Fractional heat semigroups on metric measure spaces with finite densities and applications to fractional dissipative equations

TL;DR

This paper develops decay estimates for fractional heat kernels on metric measure spaces with finite densities, leading to regularity results for fractional dissipative equations and a measure-theoretic characterization of solution spaces.

Contribution

It introduces a Fourier-transform-independent method to estimate fractional heat kernels and characterizes solution measures for fractional diffusion equations on metric measure spaces.

Findings

Established decay estimates for fractional heat kernels.

Proved regularity results for fractional dissipative equations.

Characterized measures related to fractional diffusion solutions.

Abstract

Let $(\mathbb M, d,\mu)$ be a metric measure space with upper and lower densities: $$ \begin{cases} |||\mu|||_{\beta}:=\sup_{(x,r)\in \mathbb M\times(0,\infty)} \mu(B(x,r))r^{-\beta}<\infty;\\ |||\mu|||_{\beta^{\star}}:=\inf_{(x,r)\in \mathbb M\times(0,\infty)} \mu(B(x,r))r^{-\beta^{\star}}>0, \end{cases} $$ where $\beta, \beta^{\star}$ are two positive constants which are less than or equal to the Hausdorff dimension of $\mathbb M$. Assume that $p_t(\cdot,\cdot)$ is a heat kernel on $\mathbb M$ satisfying Gaussian upper estimates and $\mathcal L$ is the generator of the semigroup associated with $p_t(\cdot,\cdot)$. In this paper, via a method independent of Fourier transform, we establish the decay estimates for the kernels of the fractional heat semigroup $\{e^{-t \mathcal{L}^{\alpha}}\}_{t>0}$ and the operators $\{{\mathcal{L}}^{\theta/2} e^{-t \mathcal{L}^{\alpha}}\}_{t>0}$, respectively.
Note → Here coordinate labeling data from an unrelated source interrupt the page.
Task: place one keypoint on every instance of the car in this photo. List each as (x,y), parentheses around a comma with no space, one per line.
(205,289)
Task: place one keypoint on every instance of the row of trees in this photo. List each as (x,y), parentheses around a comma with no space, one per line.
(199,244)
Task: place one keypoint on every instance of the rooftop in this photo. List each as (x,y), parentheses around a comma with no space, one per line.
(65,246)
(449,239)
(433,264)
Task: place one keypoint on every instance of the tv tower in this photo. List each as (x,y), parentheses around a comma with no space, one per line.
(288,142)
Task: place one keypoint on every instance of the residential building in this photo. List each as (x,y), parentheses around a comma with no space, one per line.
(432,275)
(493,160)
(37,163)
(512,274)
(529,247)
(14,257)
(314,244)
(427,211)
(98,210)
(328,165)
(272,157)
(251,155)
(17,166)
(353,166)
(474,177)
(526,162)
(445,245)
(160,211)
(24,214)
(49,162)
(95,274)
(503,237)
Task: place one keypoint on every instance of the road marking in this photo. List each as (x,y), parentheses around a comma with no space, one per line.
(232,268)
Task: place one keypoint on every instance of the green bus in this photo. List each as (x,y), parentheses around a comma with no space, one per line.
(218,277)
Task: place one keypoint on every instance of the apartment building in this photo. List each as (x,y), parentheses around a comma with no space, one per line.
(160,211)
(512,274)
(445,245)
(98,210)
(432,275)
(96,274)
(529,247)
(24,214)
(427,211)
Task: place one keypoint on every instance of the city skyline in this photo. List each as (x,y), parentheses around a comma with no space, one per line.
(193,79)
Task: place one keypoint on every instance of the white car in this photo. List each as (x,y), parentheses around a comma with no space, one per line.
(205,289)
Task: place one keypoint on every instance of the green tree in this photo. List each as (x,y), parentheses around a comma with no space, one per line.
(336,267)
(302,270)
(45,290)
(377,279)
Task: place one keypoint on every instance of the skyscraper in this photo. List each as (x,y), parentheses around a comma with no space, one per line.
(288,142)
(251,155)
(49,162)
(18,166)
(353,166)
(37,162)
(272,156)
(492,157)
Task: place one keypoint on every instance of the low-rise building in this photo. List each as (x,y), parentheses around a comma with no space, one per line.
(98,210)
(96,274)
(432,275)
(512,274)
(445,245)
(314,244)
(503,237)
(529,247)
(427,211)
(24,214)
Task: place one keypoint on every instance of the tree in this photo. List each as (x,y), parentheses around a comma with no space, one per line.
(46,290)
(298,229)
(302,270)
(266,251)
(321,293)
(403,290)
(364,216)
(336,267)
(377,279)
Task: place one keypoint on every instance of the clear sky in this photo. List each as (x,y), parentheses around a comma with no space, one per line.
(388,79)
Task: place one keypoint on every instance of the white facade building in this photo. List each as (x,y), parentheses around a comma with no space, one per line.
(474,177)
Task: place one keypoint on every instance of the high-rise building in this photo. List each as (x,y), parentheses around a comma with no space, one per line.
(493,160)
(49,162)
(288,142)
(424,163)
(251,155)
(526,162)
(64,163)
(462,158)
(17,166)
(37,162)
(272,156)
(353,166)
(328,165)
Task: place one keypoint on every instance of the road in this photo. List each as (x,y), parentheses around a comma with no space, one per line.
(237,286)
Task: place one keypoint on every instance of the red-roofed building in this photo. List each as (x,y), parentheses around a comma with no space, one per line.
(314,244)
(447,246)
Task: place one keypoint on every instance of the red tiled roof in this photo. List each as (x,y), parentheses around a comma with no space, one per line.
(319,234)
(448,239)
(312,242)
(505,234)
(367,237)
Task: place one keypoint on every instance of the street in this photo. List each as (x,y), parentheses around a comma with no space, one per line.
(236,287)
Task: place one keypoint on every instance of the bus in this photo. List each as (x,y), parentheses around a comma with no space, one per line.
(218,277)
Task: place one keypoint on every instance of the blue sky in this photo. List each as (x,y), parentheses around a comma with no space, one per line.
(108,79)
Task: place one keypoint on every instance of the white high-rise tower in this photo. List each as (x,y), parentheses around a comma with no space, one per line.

By these estimates, we obtain the regularity for the Cauchy problem of the fractional dissipative equation associated with $\mathcal L$ on $(\mathbb M, d,\mu)$. Moreover, based on the geometric-measure-theoretic analysis of a new $L^p$-type capacity defined in $\mathbb{M}\times(0,\infty)$, we also characterize a nonnegative Randon measure $\nu$ on $\mathbb M\times(0,\infty)$ such that $R_\alpha L^p(\mathbb M)\subseteq L^q(\mathbb M\times(0,\infty),\nu)$ under $(\alpha,p,q)\in (0,1)\times(1,\infty)\times(1,\infty)$, where $u=R_\alpha f$ is the weak solution of the fractional diffusion equation $(\partial_t+ \mathcal{L}^\alpha)u(t,x)=0$ in $\mathbb M\times(0,\infty)$ subject to $u(0,x)=f(x)$ in $\mathbb M$.